Hi Nick,
On 3/27/2016 6:52 PM, Nick Burch wrote:
On Sun, 27 Mar 2016, Bob Paulin wrote:
Currently the Apache POI dependency is in several modules and it's
sort of a beast (> 2 MB in size).
You should've seen it before Jukka and Yegor spent a crazy ApacheCon
hacking up the ooxml-lite support... ;-)
I can only imagine.
It appears many of the modules are only using the IOUtils library.
I suspect a strong overlap with the parser classes I've helped write...
Any concerns with replacing this POI stuff with commons-io? Does POI
offer anything above the commons-io functionality in IOUtils? If not
I think it would be great to isolate the poi dependency to the office
module only.
A lot of the use is for endian-specific reading of numbers and
strings. Might be a bit of stream stuff, but mostly that can be passed
off to the Tika IO utils classes.
Didn't even think of looking at Tika IO but yes that would be even better.
From a quick check, I can't see any endian number stuff in commons
IO, but
I might of missed it, or it might be in a different commons module.
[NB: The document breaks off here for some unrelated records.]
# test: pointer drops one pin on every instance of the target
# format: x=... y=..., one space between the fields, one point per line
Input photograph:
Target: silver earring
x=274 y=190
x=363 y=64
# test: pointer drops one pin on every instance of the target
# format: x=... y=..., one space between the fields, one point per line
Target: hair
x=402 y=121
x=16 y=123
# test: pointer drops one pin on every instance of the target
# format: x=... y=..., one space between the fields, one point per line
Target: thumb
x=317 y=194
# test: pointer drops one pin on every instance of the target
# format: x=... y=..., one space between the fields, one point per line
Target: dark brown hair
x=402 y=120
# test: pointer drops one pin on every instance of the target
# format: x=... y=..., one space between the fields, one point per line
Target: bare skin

If
not, there might be something to be said for popping that POI logic
along with some of the Ogg-Vorbis utils stuff (another one with my
grubby mits all over it) into a more helpful general utils grouping
Yes I think overall if these functions can live in somewhere either
inside tika or a smaller dependent library we're in a better place. I'll
take a look at Ogg-Vorbis.
Thanks!
Nick